You don't even have to be a celebrity to receive your own private guide in the park, you just have to be willing to pay the hourly rate (estimated between $125 and $150 per hour) for one! (NOTE: Non-celeb VIPs do not get front-of-the-line privileges.) And if you're not a celebrity on Disney's payroll (i.e. starring in a show that airs on ABC or the Disney Channel, appearing in a Marvel movie, etc.) you still pay! So if you see a celeb in the park being given the star treatment, just remember that they probably paid a couple grand for that honor. The guide is still only getting paid their hourly wage, of course, but tipping is both encouraged and appreciated.

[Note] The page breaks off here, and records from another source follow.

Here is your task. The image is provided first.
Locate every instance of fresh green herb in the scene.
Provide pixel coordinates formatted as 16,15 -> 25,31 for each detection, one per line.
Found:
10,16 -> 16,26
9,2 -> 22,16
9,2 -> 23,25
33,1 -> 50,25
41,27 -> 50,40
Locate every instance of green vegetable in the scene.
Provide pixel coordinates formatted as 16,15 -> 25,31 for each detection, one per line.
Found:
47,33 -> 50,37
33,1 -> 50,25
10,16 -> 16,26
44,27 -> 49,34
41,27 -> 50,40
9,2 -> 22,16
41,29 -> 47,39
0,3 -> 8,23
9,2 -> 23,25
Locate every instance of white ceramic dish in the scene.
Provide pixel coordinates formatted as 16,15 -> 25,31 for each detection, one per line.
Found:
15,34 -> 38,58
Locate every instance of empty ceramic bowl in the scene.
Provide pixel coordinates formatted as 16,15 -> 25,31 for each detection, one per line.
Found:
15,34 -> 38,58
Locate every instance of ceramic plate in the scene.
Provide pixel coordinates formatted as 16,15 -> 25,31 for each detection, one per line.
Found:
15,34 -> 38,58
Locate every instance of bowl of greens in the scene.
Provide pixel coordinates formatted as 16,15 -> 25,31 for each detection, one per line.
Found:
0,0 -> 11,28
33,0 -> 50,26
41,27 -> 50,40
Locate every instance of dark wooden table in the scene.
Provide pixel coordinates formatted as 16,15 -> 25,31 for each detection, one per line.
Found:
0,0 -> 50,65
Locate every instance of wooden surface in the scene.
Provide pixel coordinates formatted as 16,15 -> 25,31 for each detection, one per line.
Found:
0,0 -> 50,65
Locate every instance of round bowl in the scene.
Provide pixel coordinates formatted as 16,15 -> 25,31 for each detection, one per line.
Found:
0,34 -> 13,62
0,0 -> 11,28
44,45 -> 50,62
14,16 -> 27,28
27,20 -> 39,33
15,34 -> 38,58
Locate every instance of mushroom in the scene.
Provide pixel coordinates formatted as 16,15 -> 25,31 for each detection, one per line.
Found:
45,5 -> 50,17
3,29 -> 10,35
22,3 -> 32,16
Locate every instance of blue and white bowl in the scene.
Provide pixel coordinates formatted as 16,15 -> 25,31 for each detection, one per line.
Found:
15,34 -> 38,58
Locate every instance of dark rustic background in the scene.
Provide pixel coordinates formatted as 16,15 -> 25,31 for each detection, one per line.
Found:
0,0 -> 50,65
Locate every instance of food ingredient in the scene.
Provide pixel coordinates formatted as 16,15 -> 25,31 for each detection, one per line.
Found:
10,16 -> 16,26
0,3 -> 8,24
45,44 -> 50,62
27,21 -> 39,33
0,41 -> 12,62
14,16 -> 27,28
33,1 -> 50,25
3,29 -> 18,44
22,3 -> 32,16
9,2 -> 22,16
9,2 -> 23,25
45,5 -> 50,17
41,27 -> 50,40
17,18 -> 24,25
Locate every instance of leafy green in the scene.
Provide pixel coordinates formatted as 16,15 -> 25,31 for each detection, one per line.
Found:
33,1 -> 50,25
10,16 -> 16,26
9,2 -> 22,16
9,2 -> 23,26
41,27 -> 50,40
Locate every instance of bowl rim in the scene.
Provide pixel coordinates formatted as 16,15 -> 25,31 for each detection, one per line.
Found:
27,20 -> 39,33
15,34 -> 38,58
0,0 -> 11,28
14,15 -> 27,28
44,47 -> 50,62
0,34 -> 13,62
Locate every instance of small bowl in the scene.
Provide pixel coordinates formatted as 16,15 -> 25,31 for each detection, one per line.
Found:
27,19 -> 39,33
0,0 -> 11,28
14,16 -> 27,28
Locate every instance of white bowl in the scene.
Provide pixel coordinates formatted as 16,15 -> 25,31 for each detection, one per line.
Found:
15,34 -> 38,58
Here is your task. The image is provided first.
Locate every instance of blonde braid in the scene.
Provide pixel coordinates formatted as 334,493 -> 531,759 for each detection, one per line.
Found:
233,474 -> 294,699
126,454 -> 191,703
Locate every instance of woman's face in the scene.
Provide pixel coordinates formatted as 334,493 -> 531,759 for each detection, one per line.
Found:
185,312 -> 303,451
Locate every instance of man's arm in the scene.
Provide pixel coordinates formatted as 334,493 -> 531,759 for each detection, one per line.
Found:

3. Table for two... or not
Don't think that just because you're a celebrity that you're going to get special treatment when it comes to making dinner reservations.
If you didn't plan ahead and call to reserve a table in the morning, sorry, you're out of luck. Unless you're Johnny Depp, Tom Hanks or one of the few Disney elite who have made the Mouse a killing over the years, there will be no squeezing you in or getting a special table set aside for you and your entourage.
Disney doesn't care that you're a millionaire who is willing to fork over $50 per person for a meal at Blue Bayou. You know why? Because the park is filled with middle-class folks who are willing to do the same exact thing. And don't even think about asking for a table at Club 33 if you're not a member! They have rules you know!
4. Mickey will see you now
Your $125+ per hour has to get you something celeb-centric. Tour guides have been known to arrange one-on-one meet and greets with characters for celebs.
In California Adventure, stars might get a private turtle talk with Crush, or an intimate crash course on drawing the Disney way at the Animation Academy. But probably the coolest perk is being allowed to ride in the Lilly Belle Presidential Train Car. Debuting in 1976, the Lilly Belle (which rides in place of the caboose on the C.K. Holiday train) was created so VIPs could tour the park in a private setting. Among its first passengers were Japanese Emperor Hirohito and Empress Nagako. Learn more about the Lilly Belle Presidential Train Car here.
5. Nobody goes there
You're rich, famous and powerful. At work, you have a team of nine-to-five minions who do your bidding. At home, your family kisses your royal behind because you provide them with whatever they desire, whenever they desire it.
But you're not the king of this castle, my friend.
At Disneyland, nearly 45 years after his death, Walt still rules, and almost no one (again, save for the Disney elite) gets to see Walt's private apartment above the fire station. And yes, Mr./Mrs. Celebrity, that means you.